Over the next five years, customer segmentation changes across Europe will see the residential segment double its share. In addition, investor groups’ share will fall by almost half, while commercial (including agricultural) customers remain the dominant market segment.Source: Solarbuzz, 2011 European PV Markets.
By June 2011, average distributor prices for crystalline silicon modules from Chinese producers had fallen to an average €1.28/W. This is 20 percent down from the average distributor prices of €1.60/W at the end of 2010, following relatively stable pricing through 2010 with a slight upturn during the second half of the year. By contrast, their European and Japanese counterparts saw prices start to decline in July 2010 and have continued ever since, reducing their price premiums of 20-25 percent for most of Q1’10 to 10-15 percent for most of Q1’11.
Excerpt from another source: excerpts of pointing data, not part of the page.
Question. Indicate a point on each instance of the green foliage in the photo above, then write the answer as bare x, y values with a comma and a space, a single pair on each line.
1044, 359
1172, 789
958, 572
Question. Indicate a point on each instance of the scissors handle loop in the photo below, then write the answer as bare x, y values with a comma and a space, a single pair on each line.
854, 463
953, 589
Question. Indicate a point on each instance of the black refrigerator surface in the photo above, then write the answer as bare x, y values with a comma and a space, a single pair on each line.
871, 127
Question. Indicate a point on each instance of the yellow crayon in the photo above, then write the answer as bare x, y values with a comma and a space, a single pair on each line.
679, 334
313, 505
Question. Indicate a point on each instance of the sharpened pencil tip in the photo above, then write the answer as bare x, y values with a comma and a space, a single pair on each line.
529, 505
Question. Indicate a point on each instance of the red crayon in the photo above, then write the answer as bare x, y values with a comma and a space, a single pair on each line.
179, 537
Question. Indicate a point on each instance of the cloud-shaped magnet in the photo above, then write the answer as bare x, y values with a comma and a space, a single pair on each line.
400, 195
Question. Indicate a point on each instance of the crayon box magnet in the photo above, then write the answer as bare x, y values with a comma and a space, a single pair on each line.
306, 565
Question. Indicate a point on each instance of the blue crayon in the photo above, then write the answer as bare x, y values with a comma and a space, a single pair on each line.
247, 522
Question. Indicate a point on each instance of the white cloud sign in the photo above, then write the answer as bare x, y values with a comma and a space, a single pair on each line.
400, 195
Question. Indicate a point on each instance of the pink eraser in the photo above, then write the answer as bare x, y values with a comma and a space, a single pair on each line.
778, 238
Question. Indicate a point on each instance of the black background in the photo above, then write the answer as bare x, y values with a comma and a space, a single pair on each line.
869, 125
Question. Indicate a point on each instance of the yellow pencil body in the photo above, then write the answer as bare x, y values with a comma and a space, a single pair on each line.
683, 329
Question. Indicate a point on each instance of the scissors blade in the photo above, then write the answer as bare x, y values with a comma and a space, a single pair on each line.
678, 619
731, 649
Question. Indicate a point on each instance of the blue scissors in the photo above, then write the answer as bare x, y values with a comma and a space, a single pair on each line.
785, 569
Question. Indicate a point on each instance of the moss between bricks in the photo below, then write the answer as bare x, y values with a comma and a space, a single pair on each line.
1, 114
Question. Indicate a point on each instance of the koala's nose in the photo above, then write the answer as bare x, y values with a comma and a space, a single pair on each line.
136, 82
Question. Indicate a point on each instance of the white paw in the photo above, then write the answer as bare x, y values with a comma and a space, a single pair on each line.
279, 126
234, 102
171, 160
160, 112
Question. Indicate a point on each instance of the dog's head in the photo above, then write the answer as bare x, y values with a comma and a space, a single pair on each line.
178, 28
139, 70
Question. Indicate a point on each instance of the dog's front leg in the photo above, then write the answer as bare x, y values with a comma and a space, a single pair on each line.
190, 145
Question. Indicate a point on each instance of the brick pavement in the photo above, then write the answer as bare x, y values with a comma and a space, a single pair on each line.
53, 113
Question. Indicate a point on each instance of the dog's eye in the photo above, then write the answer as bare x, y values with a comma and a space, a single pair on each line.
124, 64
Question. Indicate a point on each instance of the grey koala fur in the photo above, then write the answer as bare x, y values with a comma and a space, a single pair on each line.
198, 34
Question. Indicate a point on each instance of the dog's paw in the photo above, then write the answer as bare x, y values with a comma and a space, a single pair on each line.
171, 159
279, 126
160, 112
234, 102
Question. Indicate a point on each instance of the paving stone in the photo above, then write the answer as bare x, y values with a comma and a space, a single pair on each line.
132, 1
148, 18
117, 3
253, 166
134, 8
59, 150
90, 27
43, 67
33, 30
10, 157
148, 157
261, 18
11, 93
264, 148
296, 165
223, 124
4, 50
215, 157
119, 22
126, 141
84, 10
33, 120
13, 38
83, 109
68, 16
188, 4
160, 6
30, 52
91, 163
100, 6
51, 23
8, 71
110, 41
Module sales in 2010 were split 38 percent from manufacturers/brokers to installers, 37 percent via the wholesaler channel and 25 percent direct.
Downstream PV companies prepare for lower market growth expectations
Tightening of PV incentive policies across Europe is creating an extremely challenging time for downstream companies. Many are now facing over-valued inventories, weaker sales and potential cash flow problems. Sales channel positioning, geographical diversification and acquisition activity feature strongly in the current re-assessment of business models, but so too does differentiation by the larger wholesalers through a relentless pursuit of higher module quality.
Longer term, major regulatory challenges lie ahead before grid parity can stimulate self-sustaining markets, despite fast reducing solar electricity costs. Over the short term, German utilities are concerned that PV generation capacity is creating unacceptable risks for its overall grid stability. As a result, utilities are placing intense focus on electricity storage and smart-metering technology, which will add costs, complexity and cause delay to PV deployment.
Turner added: “The uncertainty over the path of European incentives, industry pricing and regulatory constraints will ensure that this region is now entering a very challenging period. Business models that worked based on a limited number of high growth European markets together with high prices will be sorely tested as this region changes to a more fragmented market structure with considerably tighter downstream margins.”